Despite holding the record for the richest man to have ever lived, Mali’s Emperor Mansa Musa’s impact on Africa was to cause the Colonization of Africa and to bring about the Trans-Atlantic Slave Trade after his famous Hajj trip to Mecca during 1324-25.
The Impact Of Mansa Musa’s Hajj To Mecca On Africa
The impact of Mansa Musa on Africa following his Hajj to Mecca is best understood when we consider Africa’s Trade relations with the world before Mansa Musa’s Hajj to Mecca.
From the late 8th century Arab Traders regarded Mali and Ghana as lands of Gold because of the long lasting Trans-Sahara Trade in which Arabs exchanged Gold, Slaves and Salt amongst many other goods with the African Empires of Ghana and Mali.

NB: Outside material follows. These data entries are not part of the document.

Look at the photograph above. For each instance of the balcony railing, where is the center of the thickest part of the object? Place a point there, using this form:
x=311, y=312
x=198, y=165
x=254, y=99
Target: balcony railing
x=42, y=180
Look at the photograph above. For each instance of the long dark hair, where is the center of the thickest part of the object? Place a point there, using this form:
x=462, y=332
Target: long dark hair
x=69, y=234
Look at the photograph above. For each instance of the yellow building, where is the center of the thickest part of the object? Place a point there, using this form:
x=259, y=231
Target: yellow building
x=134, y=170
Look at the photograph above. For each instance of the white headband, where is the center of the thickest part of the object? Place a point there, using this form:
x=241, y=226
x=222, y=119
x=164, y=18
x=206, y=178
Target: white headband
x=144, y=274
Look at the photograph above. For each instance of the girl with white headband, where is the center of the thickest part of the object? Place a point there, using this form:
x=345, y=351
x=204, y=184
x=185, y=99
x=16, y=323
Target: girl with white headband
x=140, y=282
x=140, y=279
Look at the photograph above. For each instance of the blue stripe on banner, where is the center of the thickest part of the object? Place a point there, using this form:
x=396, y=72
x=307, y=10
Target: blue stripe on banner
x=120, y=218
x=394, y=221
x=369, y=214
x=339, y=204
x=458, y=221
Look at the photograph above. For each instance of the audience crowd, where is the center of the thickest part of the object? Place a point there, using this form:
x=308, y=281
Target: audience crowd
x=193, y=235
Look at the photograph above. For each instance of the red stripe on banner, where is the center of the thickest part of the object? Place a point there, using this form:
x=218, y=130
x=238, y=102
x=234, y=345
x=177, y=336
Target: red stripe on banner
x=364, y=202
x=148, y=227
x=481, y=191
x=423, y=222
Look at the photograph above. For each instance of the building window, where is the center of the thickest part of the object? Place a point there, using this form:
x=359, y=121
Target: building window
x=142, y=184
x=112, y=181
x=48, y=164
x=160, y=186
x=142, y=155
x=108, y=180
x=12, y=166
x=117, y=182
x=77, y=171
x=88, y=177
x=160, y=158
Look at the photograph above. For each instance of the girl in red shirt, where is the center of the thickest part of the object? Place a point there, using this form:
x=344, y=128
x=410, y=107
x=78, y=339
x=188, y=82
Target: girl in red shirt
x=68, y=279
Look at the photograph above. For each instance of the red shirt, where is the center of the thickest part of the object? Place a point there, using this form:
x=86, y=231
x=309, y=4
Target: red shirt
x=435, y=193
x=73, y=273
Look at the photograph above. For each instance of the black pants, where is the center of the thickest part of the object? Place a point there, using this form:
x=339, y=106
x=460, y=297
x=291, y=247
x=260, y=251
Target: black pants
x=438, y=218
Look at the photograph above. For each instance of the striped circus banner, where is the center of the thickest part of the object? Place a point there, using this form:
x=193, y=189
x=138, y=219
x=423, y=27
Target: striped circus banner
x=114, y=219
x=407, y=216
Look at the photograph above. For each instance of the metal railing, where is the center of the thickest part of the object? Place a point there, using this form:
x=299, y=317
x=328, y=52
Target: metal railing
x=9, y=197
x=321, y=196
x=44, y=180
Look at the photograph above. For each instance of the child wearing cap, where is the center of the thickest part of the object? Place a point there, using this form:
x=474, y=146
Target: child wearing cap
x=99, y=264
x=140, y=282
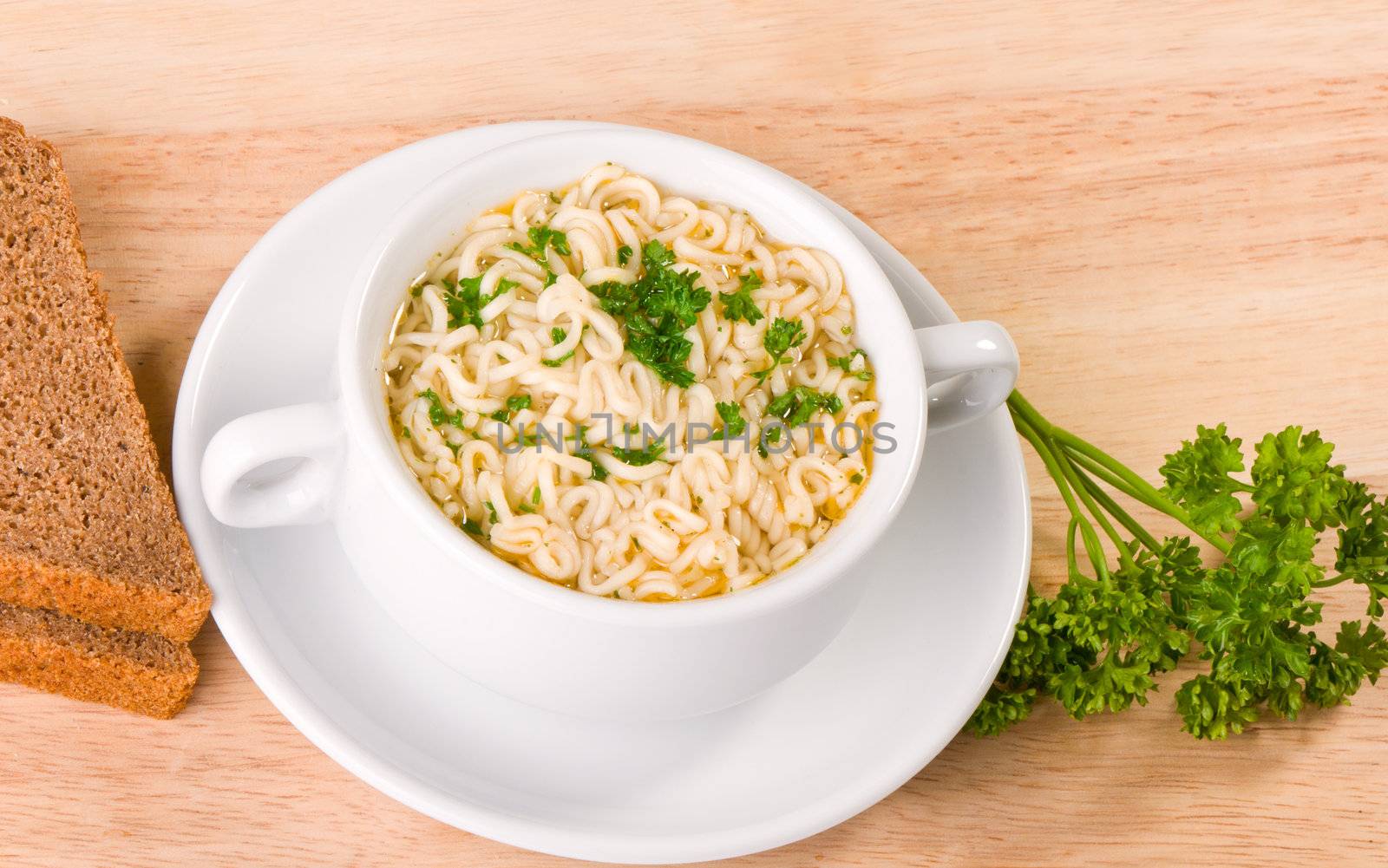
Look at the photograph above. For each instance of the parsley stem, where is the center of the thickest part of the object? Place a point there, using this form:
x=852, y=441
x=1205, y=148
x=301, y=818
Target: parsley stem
x=1138, y=488
x=1070, y=560
x=1082, y=490
x=1330, y=583
x=1103, y=473
x=1117, y=512
x=1091, y=539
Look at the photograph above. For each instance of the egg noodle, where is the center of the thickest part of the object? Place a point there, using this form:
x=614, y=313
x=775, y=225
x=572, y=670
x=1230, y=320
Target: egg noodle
x=631, y=393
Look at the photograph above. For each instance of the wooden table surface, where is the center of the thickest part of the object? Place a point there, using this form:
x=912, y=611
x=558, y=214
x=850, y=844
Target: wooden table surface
x=1179, y=210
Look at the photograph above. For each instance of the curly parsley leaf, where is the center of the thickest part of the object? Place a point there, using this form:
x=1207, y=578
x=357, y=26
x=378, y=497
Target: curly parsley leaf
x=657, y=310
x=797, y=405
x=733, y=423
x=437, y=414
x=640, y=458
x=779, y=338
x=1198, y=479
x=541, y=238
x=1248, y=611
x=739, y=305
x=464, y=300
x=1294, y=480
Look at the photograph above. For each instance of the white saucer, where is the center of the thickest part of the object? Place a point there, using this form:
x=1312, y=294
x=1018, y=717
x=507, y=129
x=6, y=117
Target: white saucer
x=836, y=738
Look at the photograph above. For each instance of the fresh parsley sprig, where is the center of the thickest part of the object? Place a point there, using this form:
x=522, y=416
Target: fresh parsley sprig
x=779, y=338
x=464, y=300
x=739, y=303
x=657, y=310
x=1100, y=643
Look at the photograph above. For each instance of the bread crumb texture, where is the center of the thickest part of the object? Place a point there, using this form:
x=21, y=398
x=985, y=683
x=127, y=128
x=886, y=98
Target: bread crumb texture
x=88, y=525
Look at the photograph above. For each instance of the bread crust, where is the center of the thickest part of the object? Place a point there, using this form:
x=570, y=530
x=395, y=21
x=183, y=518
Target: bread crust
x=52, y=652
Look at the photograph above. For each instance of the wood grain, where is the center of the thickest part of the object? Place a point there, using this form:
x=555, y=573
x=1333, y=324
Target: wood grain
x=1179, y=210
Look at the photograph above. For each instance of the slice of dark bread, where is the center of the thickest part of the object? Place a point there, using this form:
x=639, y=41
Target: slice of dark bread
x=138, y=671
x=88, y=525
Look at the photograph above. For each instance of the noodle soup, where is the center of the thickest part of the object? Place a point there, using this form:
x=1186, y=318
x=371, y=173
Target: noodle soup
x=632, y=393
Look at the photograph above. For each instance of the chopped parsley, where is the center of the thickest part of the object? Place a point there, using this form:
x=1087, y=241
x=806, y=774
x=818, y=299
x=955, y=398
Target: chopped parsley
x=514, y=404
x=779, y=338
x=464, y=300
x=657, y=310
x=640, y=458
x=732, y=416
x=541, y=238
x=797, y=405
x=739, y=305
x=846, y=365
x=585, y=451
x=437, y=414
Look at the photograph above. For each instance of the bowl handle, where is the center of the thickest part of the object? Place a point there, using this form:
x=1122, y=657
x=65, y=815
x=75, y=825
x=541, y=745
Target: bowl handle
x=971, y=369
x=307, y=441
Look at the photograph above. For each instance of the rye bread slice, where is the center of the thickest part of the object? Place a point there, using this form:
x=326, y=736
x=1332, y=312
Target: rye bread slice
x=138, y=671
x=88, y=525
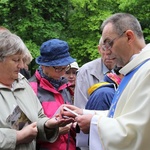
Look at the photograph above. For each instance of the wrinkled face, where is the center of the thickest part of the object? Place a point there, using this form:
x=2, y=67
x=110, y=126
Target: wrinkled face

However, during the years 1324-5 Mansa Musa, the Emperor of Mali embarked on a famous Pilgrimage to Mecca during which he distributed such a large amount of Gold that it lowered the value of Gold in Egypt for at least 10 years.
As a result, Mansa Musa’s trip to Mecca had the impact of triggering heightened European interest in Africa and initiated an era of European exploration of the West African Coast in search of the vast quantites of Gold they had seen Mansa Musa display on his pilgrimage to Mecca.
Mansa Musa’s Pilgrimage to Mecca impacted African Trade patterns because the West African Coast began experiencing more contact with European Traders in the mid-1400s, when Portuguese Traders arrived on the West African Coast in search of their share of the Gold Trade that had been the exclusive reserve of the Arabs in the era of the Trans-Sahara desert Trade.
Most of West Africa were still unknown to Europeans at the time Mansa Musa went on his Pilgrimage to Mecca but by the late 15th century and early 16th century European nations like Portugal had started to explore the West African Coast intensively.
Soon other European powers like France, Britain and Germany also sent Explorers, Traders and Missionaries to West Africa to obtain information about the terrain, African people and their culture as well as what resources could be obtained from Trade with Africans.
The Berlin Conference 1884
As a result of increased European interest and competition for territory in Africa due to the impact of Mansa Musa’s Hajj to Mecca on Africa, The Berlin Conference was held in 1884 in which Portugal and German Chancellor Otto von Bismark gathered the major European Powers interested in Africa to reduce conflicts over the control of newly discovered African lands by dividing Africa by agreement amongst the European powers.
Germany, Britain, Portugal, Austria-Hungary, Belgium, Denmark, France, Italy, Spain, the Netherlands, Russia, and the United States of America amongst others all attended the Berlin Conference and the division of African territorries was agreed upon by the European Powers in attendance.
Thereafter efforts to colonize Africa as agreed between the European Powers at the Berlin Conference intensified, and the Colonization of Africa began in earnest most notably with the British conquest of the Asante Empire after a long series of resistance wars known as the Anglo-Ashanti Wars.
Ulimately, the main impact Mansa Musa had on Africa was to increase European interest in Africa after his Pilgrimage to Mecca because it is likely that without the African wealth that was displayed to Europeans during Mansa Musa’s Hajj to Mecca, the Colonization of Africa would have probably been delayed and the Trans-Saharan Trade with the Arabs would have continued uninterrupted.
However, Mansa Musa’s trip to Mecca had the impact of triggering an unintended series of events that raised European interest in Africa in a manner that would ultimately result in the Colonization of Africa and the destruction of some of Africa’s most Ancient Powers like the Asante Empire as European Powers now sought to replace the Arabs as Africa’s main trading partner.
For these reasons, Mansa Musa’s impact on Africa was to cause the Colonization of Africa and to bring about the Trans-Atlantic Slave Trade after his famous Hajj trip to Mecca during 1324-25.